May 29, 2008

 

CBOT Soy Outlook on Thursday: Down 6-10 cents; overnights, outside market pressure

 

 

Soybean futures on the Chicago Board of Trade are seen starting Thursday's day session on the defensive, taking its cue from the overnight theme, with the bearish influence of outside inflationary markets expected to weigh on prices, analysts said.

 

CBOT soybean futures are called to start the session 6 to 10 cents lower. In overnight electronic trading, July soybeans were 6 3/4 cents lower at US$13.66, November soybeans were 9 cents lower at US$13.48 1/4. July soyoil was 62 points lower at 62.03 cents per pound and July soymeal was US$2.00 lower US$341.70 per short tonne.

 

Soybean futures will start out watching the movements of outside market influences in the absence of fresh fundamental news, with lower crude oil and precious metal prices in conjunction with a firmer U.S. dollar index expected to attract speculative selling, said U.S. Commodities' Don Roose.

 

Month-end position evening will be an issue as well, with traders looking to close out some contracts for book purposes, Roose added.

 

Weather forecasts calling for a warmer and drier trend in the Midwest moving into next week is seen beneficial to planting progress and emergence and may lend pressure to prices also, traders said.

 

However, a slow planting pace in the eastern Midwest and worries that the prolonged farmer strike issues in Argentina will support U.S. export demand and put further pressure on an already tight U.S. balance sheet is seen underpinning prices, traders added.

 

A technical analyst said the next downside price objective for July soybeans is pushing and closing prices below solid technical support at last week's low of US$13.12 1/2. The next upside price objective is to push and close prices above psychological resistance at US$14.00 a bushel.

 

First support for July soybeans is seen at US$13.60 and then at US$13.50. First resistance is seen at Wednesday's high of US$13.85 and then at this week's high of US$13.90.

 

In other news, private exporters reported to the U.S. Department of Agriculture export sales of 132,000 metric tonnes of soybeans for delivery to China during the 2008-2009 marketing year, the USDA said Thursday. USDA also reported the sale of 120,000 tonnes of U.S. soybeans to unknown destinations for delivery in the 2008-09 marketing year.

 

In overseas markets, China's soymeal futures traded on the Dalian Commodity Exchange settled slightly higher Thursday on tight cash supply, despite a temporary import tariff cut that will go into effect June 1. The benchmark September 2008 contract settled RMB10, or 0.3%, higher at RMB3,734 a metric tonne.
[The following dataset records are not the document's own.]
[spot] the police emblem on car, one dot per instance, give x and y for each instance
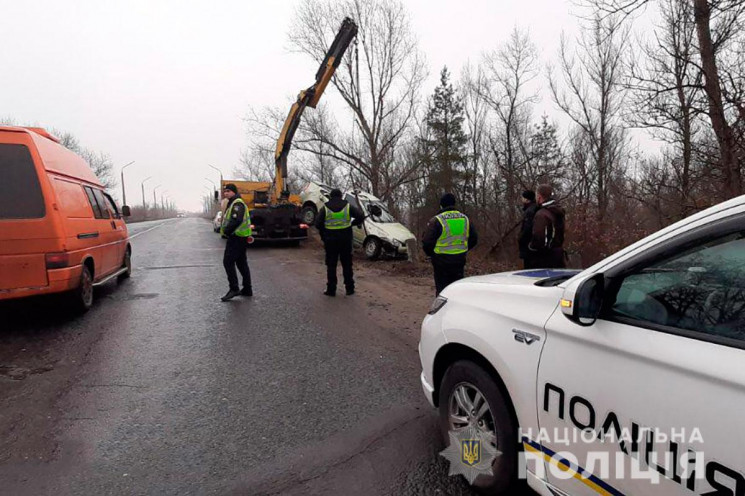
(470, 454)
(471, 451)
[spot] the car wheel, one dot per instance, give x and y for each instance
(308, 214)
(83, 294)
(372, 248)
(469, 396)
(127, 263)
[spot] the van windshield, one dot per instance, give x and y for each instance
(384, 217)
(20, 191)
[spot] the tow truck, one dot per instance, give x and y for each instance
(275, 212)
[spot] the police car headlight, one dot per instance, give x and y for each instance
(437, 305)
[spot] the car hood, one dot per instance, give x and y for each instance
(525, 298)
(390, 230)
(523, 277)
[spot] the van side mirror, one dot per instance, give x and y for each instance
(583, 301)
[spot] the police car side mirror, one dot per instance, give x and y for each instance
(582, 300)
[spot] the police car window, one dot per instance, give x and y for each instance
(701, 289)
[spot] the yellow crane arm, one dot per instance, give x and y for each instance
(309, 98)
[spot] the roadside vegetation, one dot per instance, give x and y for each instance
(646, 129)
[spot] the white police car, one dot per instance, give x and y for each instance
(626, 378)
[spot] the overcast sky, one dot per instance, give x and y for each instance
(167, 83)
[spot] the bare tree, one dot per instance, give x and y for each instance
(505, 86)
(379, 80)
(667, 95)
(591, 96)
(716, 22)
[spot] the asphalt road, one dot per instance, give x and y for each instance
(163, 389)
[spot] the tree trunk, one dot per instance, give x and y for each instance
(725, 137)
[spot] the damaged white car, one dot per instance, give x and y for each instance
(380, 235)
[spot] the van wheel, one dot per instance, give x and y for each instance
(83, 294)
(127, 263)
(469, 397)
(372, 248)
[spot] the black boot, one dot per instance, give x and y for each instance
(230, 295)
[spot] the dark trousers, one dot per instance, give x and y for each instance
(235, 256)
(447, 273)
(339, 250)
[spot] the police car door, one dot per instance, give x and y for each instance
(650, 398)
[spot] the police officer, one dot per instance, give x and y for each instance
(334, 223)
(446, 241)
(236, 228)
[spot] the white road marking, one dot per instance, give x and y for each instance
(148, 230)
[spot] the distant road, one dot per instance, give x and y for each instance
(163, 389)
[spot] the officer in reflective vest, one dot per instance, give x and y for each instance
(447, 240)
(334, 223)
(236, 228)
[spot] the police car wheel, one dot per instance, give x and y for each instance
(372, 248)
(466, 384)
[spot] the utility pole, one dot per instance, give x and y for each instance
(142, 185)
(155, 200)
(218, 170)
(124, 192)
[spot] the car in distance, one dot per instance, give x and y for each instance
(625, 378)
(313, 197)
(60, 232)
(380, 234)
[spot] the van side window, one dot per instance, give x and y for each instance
(20, 191)
(112, 206)
(701, 290)
(97, 213)
(102, 203)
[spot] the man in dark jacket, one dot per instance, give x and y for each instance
(530, 207)
(334, 223)
(547, 243)
(236, 228)
(447, 240)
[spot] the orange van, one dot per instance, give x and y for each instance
(59, 230)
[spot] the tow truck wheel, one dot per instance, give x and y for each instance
(372, 248)
(469, 396)
(308, 214)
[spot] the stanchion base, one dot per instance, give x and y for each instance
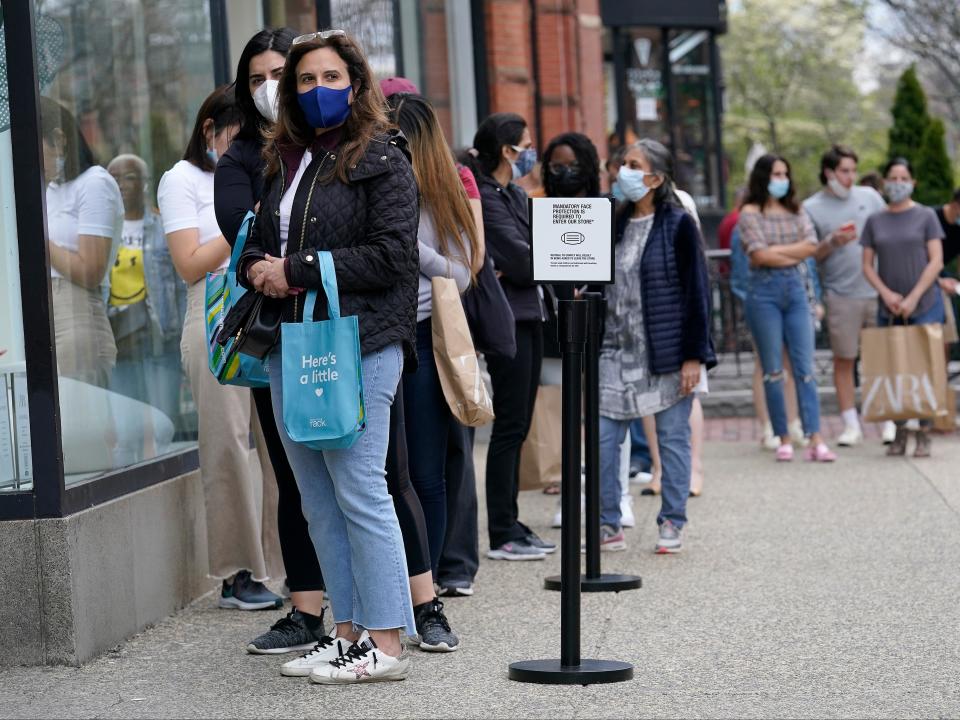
(607, 582)
(588, 672)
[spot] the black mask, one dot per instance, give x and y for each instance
(562, 181)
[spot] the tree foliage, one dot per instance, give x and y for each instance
(933, 170)
(910, 117)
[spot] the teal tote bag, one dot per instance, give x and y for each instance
(322, 373)
(222, 292)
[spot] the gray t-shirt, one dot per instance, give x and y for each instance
(900, 242)
(841, 272)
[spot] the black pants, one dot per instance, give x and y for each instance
(413, 526)
(515, 384)
(460, 558)
(299, 557)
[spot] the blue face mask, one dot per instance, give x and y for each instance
(524, 162)
(631, 184)
(617, 191)
(324, 107)
(778, 188)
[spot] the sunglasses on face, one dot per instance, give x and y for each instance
(320, 35)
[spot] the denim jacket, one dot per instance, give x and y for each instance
(166, 291)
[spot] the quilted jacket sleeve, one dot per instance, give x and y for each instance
(393, 215)
(695, 284)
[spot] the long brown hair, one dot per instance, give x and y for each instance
(367, 115)
(436, 173)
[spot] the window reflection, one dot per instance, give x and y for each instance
(121, 86)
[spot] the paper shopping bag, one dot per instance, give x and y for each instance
(904, 374)
(457, 365)
(540, 459)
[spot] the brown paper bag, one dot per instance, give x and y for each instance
(948, 422)
(904, 372)
(457, 365)
(540, 460)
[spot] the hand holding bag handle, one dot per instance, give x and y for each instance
(322, 372)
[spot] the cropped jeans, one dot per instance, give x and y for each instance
(778, 313)
(673, 437)
(349, 512)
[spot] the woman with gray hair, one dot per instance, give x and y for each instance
(656, 337)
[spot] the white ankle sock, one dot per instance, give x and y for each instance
(851, 418)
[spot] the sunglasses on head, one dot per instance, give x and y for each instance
(319, 35)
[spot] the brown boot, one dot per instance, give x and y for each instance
(898, 447)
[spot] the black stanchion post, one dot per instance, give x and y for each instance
(594, 580)
(570, 669)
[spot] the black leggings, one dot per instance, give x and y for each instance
(413, 526)
(299, 557)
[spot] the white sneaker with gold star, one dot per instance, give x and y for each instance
(363, 662)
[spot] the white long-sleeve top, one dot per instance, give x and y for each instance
(433, 264)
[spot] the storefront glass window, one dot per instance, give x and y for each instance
(372, 22)
(694, 119)
(15, 459)
(120, 85)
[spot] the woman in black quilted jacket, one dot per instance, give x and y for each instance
(502, 150)
(338, 180)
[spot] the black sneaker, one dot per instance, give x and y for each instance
(288, 634)
(538, 542)
(245, 593)
(433, 629)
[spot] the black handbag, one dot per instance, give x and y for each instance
(255, 323)
(489, 315)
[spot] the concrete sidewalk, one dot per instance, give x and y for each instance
(826, 591)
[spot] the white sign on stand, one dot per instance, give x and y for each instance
(572, 240)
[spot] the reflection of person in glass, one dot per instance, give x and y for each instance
(83, 216)
(232, 485)
(147, 300)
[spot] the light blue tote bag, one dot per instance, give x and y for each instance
(322, 372)
(222, 292)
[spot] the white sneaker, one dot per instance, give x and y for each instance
(323, 652)
(770, 441)
(850, 437)
(889, 433)
(626, 511)
(363, 662)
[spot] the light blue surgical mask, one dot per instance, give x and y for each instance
(778, 188)
(524, 162)
(631, 184)
(617, 192)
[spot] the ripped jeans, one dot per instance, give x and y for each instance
(778, 313)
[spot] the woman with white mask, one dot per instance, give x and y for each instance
(238, 187)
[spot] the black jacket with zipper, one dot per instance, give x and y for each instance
(506, 229)
(369, 225)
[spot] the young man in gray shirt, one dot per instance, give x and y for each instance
(838, 212)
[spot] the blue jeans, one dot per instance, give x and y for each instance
(348, 509)
(673, 437)
(778, 313)
(427, 416)
(639, 449)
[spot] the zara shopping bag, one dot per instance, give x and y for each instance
(229, 366)
(322, 373)
(457, 365)
(904, 373)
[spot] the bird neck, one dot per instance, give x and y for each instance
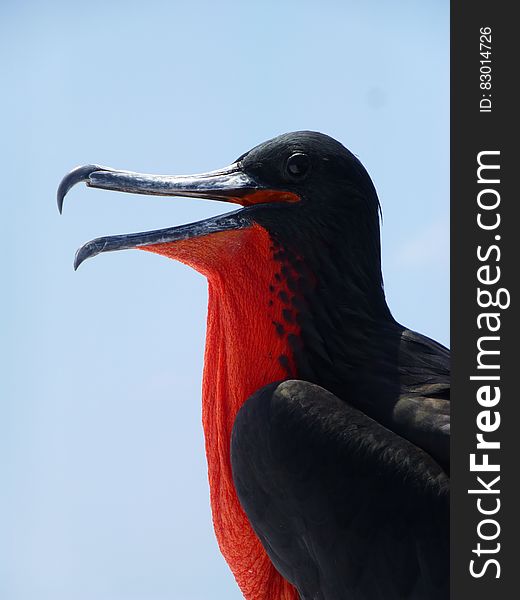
(246, 348)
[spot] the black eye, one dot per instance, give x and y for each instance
(298, 164)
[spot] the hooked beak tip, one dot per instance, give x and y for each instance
(77, 175)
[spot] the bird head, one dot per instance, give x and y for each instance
(303, 188)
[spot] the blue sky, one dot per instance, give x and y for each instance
(102, 468)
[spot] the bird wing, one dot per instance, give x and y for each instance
(345, 508)
(422, 411)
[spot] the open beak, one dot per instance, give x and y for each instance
(230, 184)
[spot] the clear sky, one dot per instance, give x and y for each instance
(103, 491)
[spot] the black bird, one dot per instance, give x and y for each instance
(326, 421)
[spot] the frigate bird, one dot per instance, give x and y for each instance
(326, 421)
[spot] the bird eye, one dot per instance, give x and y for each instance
(297, 164)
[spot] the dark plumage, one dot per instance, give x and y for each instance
(340, 457)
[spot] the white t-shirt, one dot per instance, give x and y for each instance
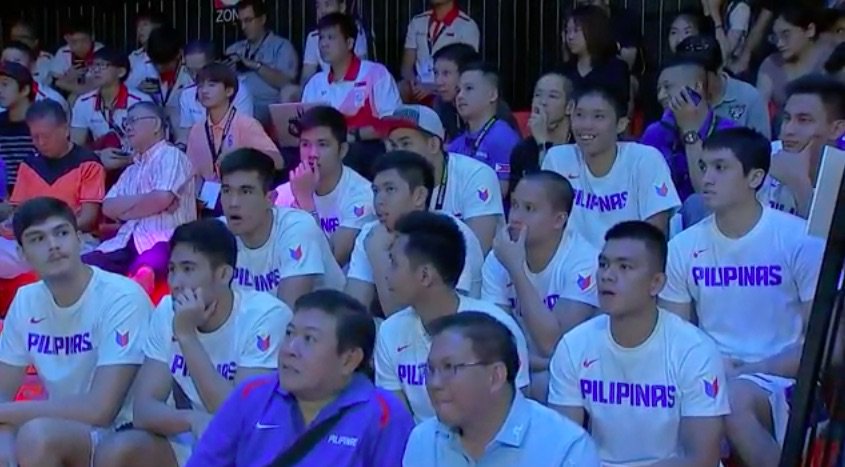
(748, 291)
(106, 326)
(472, 189)
(469, 281)
(349, 205)
(402, 347)
(638, 186)
(636, 397)
(250, 338)
(295, 248)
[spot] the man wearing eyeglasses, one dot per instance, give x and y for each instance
(154, 195)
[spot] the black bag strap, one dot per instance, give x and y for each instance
(302, 446)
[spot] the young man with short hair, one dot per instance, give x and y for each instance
(466, 188)
(426, 259)
(540, 271)
(403, 183)
(81, 328)
(206, 338)
(652, 385)
(471, 380)
(613, 181)
(486, 138)
(281, 251)
(340, 199)
(749, 274)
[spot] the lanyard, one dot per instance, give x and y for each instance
(217, 150)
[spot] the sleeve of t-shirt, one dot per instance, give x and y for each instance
(564, 389)
(123, 330)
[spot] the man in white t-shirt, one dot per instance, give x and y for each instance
(340, 199)
(426, 258)
(466, 188)
(651, 383)
(280, 250)
(613, 181)
(538, 266)
(749, 274)
(403, 184)
(81, 328)
(205, 338)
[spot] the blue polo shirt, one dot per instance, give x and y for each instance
(532, 435)
(260, 420)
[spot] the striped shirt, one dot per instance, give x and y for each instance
(163, 167)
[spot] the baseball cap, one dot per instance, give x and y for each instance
(414, 117)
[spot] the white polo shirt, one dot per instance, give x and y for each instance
(349, 205)
(365, 94)
(66, 345)
(250, 338)
(636, 397)
(638, 186)
(402, 347)
(426, 36)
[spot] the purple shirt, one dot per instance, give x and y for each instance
(260, 420)
(494, 148)
(664, 136)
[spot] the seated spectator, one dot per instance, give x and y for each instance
(482, 419)
(20, 53)
(487, 138)
(70, 65)
(322, 384)
(265, 61)
(81, 328)
(226, 128)
(206, 339)
(750, 273)
(540, 272)
(549, 125)
(153, 196)
(688, 119)
(813, 119)
(338, 198)
(612, 181)
(99, 115)
(444, 24)
(281, 251)
(403, 184)
(361, 90)
(199, 54)
(466, 188)
(633, 346)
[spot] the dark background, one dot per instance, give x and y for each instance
(521, 36)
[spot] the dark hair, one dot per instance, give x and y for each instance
(492, 341)
(37, 211)
(459, 53)
(219, 73)
(164, 45)
(412, 167)
(597, 30)
(557, 187)
(344, 22)
(752, 149)
(250, 160)
(46, 108)
(324, 116)
(652, 237)
(354, 325)
(209, 237)
(830, 91)
(436, 239)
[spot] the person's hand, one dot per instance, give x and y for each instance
(510, 252)
(189, 312)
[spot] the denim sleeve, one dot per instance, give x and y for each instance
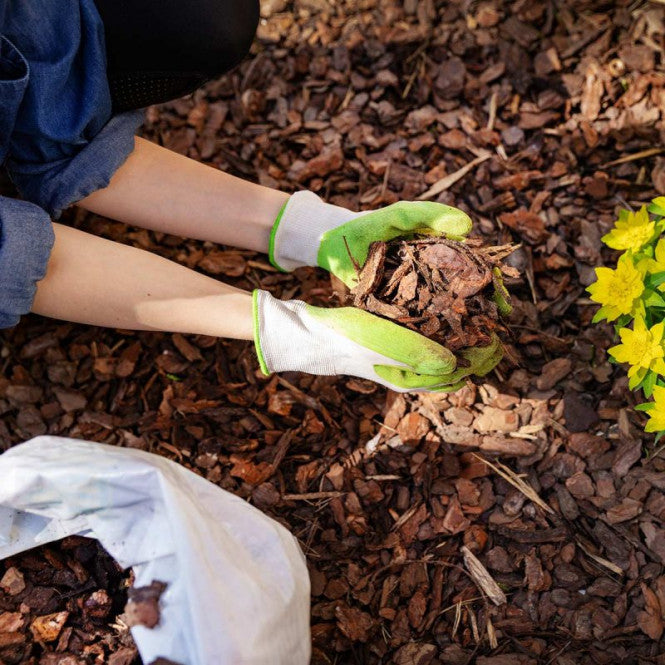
(56, 185)
(65, 144)
(13, 82)
(26, 240)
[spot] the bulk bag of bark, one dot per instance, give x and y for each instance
(237, 588)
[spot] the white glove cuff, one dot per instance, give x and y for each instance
(287, 338)
(284, 338)
(296, 236)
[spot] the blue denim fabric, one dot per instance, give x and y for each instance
(26, 239)
(57, 136)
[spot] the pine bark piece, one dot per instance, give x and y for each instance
(482, 577)
(440, 288)
(143, 606)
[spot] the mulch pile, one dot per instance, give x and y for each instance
(443, 289)
(518, 521)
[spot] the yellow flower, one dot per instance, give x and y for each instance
(642, 348)
(631, 232)
(655, 265)
(618, 291)
(656, 421)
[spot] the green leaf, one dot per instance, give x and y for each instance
(653, 299)
(652, 281)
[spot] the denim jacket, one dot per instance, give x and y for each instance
(58, 138)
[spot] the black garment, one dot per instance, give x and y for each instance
(162, 49)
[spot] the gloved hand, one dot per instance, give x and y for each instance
(292, 335)
(309, 232)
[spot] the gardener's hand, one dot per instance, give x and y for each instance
(291, 335)
(309, 232)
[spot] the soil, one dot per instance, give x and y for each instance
(518, 521)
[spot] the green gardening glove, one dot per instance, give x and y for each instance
(309, 232)
(291, 335)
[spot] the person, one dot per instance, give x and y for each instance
(73, 76)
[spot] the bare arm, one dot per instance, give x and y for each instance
(161, 190)
(100, 282)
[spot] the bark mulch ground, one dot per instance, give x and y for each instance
(516, 521)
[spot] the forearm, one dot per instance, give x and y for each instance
(161, 190)
(103, 283)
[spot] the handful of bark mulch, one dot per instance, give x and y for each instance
(449, 291)
(66, 603)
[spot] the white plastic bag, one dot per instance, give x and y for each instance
(238, 587)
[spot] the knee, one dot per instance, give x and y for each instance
(231, 28)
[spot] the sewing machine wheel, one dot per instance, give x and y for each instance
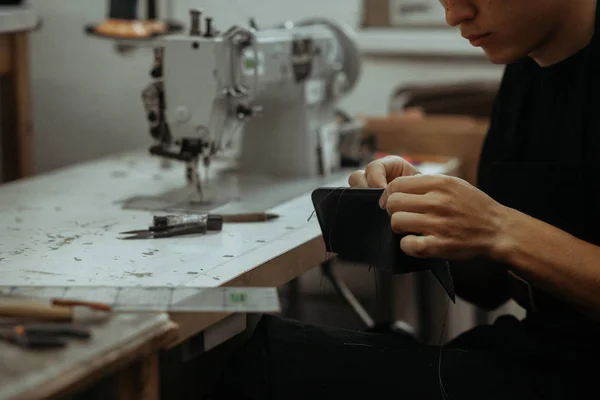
(347, 39)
Soybean prices were mostly lower. The benchmark January 2009 soybean contract settled RMB8 lower at RMB4,569/tonne.

 

Crude palm oil futures on Malaysia's derivatives exchange ended lower on speculative selling and a lack of support from fundamentals after tracking soyoil's early rise and subsequent fall, said trade participants. The benchmark August CPO futures contract on Bursa Malaysia Derivatives ended MYR22 lower at MYR3,565 a metric tonne.